O que aconteceu com o petismo no Brasil tem, sim, um pouco a ver com os escândalos de corrupção, mas não é só isso. A vitória do BREXIT no Reino Unido, a vitória de Donald Trump e a clara ascensão de Marine Le Pen, na França, além do rancor crescente contra a imprensa mundial têm ligação direta com tudo isso. O momento atual é de uma evidente revolta contra o fascismo cultural promovido pela extrema-esquerda, e isso inclui todas as pautas dos movimentos LGBT, feminista, racial e pró imigração. A pressão que os SJW fizeram contra o povo foi tão insuportável que as pessoas estão, atualmente, forçando a barra na direção contrária, em um movimento frenético de empurra e puxa.

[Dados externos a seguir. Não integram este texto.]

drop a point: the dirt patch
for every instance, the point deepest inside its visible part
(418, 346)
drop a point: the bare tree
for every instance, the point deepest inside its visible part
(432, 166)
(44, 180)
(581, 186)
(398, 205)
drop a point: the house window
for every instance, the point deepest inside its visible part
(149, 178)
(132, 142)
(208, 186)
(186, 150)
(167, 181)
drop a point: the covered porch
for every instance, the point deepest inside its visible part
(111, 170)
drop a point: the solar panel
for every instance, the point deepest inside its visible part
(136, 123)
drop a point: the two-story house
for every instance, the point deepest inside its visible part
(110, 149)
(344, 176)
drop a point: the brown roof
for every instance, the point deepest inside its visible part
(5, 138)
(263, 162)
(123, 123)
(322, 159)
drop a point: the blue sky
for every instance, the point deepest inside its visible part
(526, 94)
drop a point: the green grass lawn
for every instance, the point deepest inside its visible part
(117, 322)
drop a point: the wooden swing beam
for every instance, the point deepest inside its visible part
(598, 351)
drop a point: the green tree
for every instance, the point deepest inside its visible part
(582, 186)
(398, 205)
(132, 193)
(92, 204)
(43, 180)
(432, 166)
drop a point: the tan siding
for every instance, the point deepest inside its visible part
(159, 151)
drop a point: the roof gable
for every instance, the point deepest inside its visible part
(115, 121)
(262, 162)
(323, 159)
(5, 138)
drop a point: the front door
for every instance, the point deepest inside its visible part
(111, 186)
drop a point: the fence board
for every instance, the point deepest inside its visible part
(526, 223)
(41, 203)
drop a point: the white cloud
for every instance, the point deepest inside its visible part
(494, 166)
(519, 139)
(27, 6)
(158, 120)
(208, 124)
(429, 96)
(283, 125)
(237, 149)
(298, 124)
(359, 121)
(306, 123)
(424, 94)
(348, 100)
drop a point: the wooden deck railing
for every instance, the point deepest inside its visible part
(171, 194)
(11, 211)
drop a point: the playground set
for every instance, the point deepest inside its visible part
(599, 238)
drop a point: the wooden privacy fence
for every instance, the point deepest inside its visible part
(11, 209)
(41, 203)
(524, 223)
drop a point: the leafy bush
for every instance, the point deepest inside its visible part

As eleições americanas são, de longe, o melhor exemplo recente de como o povo tem se sentido. Trump ganhou não por ser "de direita", nem mesmo por causa de seu programa. Isso até pode ter agradado algumas pessoas, mas o fato mesmo é que a maioria o elegeu sem fazer ideia do que ele pretende fazer - o que é comum, aliás, em qualquer eleição. Trump ganhou por seu comportamento, por ser alguém que teve coragem de dizer o que ninguém mais tinha coragem de dizer, até mesmo coisas estúpidas e absurdas em alguns casos. Outra razão para a vitória de Trump foi sua adversária, Hillary Clinton, que tinha uma rejeição gigantesca e que representava, em carne e osso, tudo aquilo de que o povo já estava saturado.

Votar em Trump foi, para muita gente, um ato de rebeldia contra o fascismo cultural da extrema-esquerda, foi uma forma de mandar para o inferno toda essa cultura doentia de tomar todos os cuidados do mundo para não ofender nenhuma "minoria". Votar em Trump foi, na realidade, um voto contra Hillary, contra a extrema-esquerda universitária, contra as feministas doentes e contra esse apoio absurdo ao islamismo. A situação chegou a um estado tão grave que Trump teria sido eleito de qualquer jeito, com ou sem plataforma, apenas por ter a coragem de não se importar em agradar essa gente canalha.

Trump cometeu vários erros, sim, e erros que em eleições passadas teriam lhe custado a amarga derrota. Em 2012 ou em 2008, com o que fez e disse, ele perderia para Barack Obama, e em 2000 jamais teria sido eleito como George W. Bush foi. Em 2016, no entanto, ele alcançou a vitória apenas por ser o homem certo na época certa. Provavelmente não foi por acaso, talvez ele seja até muito mais esperto do que parece.

No Brasil:

Infelizmente, nossa situação ainda é bem desfavorável. Temos aqui no Brasil uma direita estúpida que não entende, até agora, que nosso sistema político é diferente do americano, e que acredita que poderá repetir o feito de Donald Trump, se candidatando sem apoio partidário, contrariando toda a cúpula do Congresso e batendo de frente com tudo e com todos. Bom seria se esse tipo de coisa pudesse acontecer, mas não pode. Cada sociedade tem suas particularidades, e no Brasil não dá para fazer exatamente o que Trump fez, mesmo porque nossas leis não permitem candidaturas independentes, bem como permitem que um partido possa, a seu bel prazer, impedir que alguém seja candidato por ele, bastando apenas que os dirigentes assim decidam.

Nossa direita está acreditando que Bolsonaro é "o homem do momento", mas a julgar pelas suas estratégias, fica nítido que lhe falta entendimento de como isso aqui realmente funciona. Isso, é claro, sem mencionar o fato de que Trump é um bilionário muito poderoso e influente, enquanto o nobre deputado é um sujeito de classe média com a articulação política de um Rui Costa Pimenta. Se as coisas continuarem como estão, 2018 vai chegar e esse tolo sequer poderá se candidatar à presidência; caso ainda assim consiga, e se chegar a vencer - o que em seu caso é improvável, vai governar tanto quanto Dilma Rousseff em seu segundo mandato.

Bolsonaro até poderia ser o "homem certo" para o momento, ele poderia ser o Trump brasileiro. No entanto tem preferido ser uma versão burra do Enéas Carneiro, e como tal dificilmente chegará a vencer.